Kedua, beban bunga, meski mengalami penurunan, tetapi nilainya bisa dibilang cukup tinggi. Emiten berkode SIMP itu mencatatkan beban keuangan yang bersama dari beban bunga pinjaman senilai Rp206,35 miliar. Nilai itu lebih rendah 6,74% dibandingkan dengan periode sama tahun lalu yang senilai Rp221,28 miliar.
Nah, faktor kedua ini yang memberikan beban cukup besar hingga bottom line SIMP menjadi rugi.
Mayoritas beban bunga berasal dari pinjaman bunga senilai Rp174,62 miliar.
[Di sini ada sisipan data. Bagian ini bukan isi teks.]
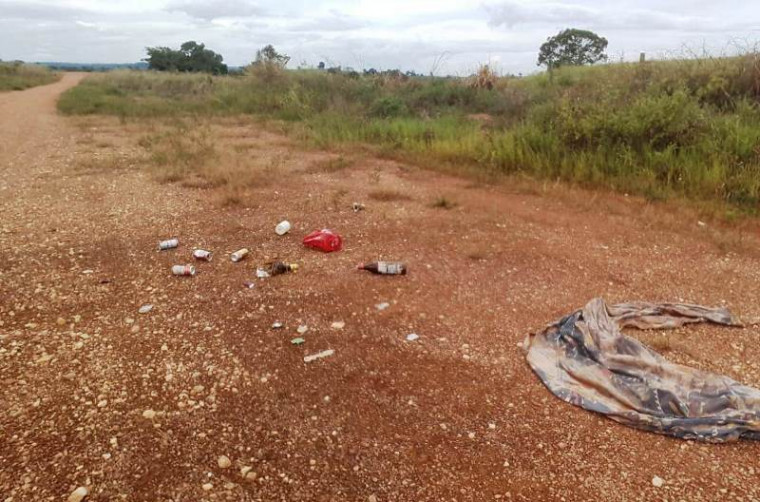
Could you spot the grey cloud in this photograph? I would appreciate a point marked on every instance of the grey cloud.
(511, 13)
(209, 9)
(334, 22)
(37, 11)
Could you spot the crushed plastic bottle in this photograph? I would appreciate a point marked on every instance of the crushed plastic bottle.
(384, 267)
(183, 270)
(202, 254)
(325, 240)
(279, 267)
(168, 244)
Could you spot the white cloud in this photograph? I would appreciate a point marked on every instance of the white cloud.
(215, 9)
(408, 34)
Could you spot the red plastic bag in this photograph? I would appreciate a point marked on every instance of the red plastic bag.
(324, 240)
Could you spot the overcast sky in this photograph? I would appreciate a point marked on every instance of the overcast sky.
(448, 36)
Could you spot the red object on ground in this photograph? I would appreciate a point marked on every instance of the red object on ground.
(324, 240)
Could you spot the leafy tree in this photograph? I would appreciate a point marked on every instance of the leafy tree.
(268, 56)
(572, 47)
(191, 57)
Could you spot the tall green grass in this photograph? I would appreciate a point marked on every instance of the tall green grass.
(19, 76)
(679, 128)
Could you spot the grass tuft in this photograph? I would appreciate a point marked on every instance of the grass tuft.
(19, 76)
(386, 195)
(443, 202)
(688, 129)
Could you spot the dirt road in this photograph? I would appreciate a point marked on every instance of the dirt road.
(140, 407)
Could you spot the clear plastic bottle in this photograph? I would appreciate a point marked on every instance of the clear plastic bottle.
(384, 267)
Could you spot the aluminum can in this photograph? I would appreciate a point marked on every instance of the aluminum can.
(168, 244)
(202, 254)
(239, 255)
(183, 270)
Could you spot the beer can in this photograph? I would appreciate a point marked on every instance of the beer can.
(168, 244)
(183, 270)
(202, 254)
(239, 255)
(282, 227)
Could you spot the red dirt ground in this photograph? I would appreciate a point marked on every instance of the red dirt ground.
(456, 415)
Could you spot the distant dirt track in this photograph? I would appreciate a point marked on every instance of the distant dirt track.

Sisanya, pinjaman berasal dari pemegang saham Rp23,02 miliar, pihak berelasi Rp1,96 miliar, kewajiban sewa Rp1,96 miliar, dan biaya bank Rp3,21 miliar.
4. Sawit Sumbermas Sarana
Jika SIMP sudah meraup kerugian sejak kuartal I/2019, Sawit Sumbermas Sarana alias SSMS justru baru mencatatkan kerugian pada kuartal I/2020.
Perseroan mencatatkan kerugian sebesar Rp338,96 miliar dibandingkan laba bersih senilai Rp112,83 miliar pada periode sama tahun lalu. Padahal, dari segi pendapatan, perseroan mencatatkan kenaikan sebesar 8,58% menjadi Rp918,39 miliar dibandingkan dengan Rp845,76 miliar.
Satu-satunya faktor yang membuat SSMS rugi adalah kurs mata uang. Perseroan mencatatkan lonjakan kerugian kurs mata uang senilai Rp564,31 miliar dibandingkan dengan untung Rp17,7 miliar pada periode sebelumnya.
Kalian tertarik memborong salah satu saham sawit di tengah euforia B30 dan calon D100?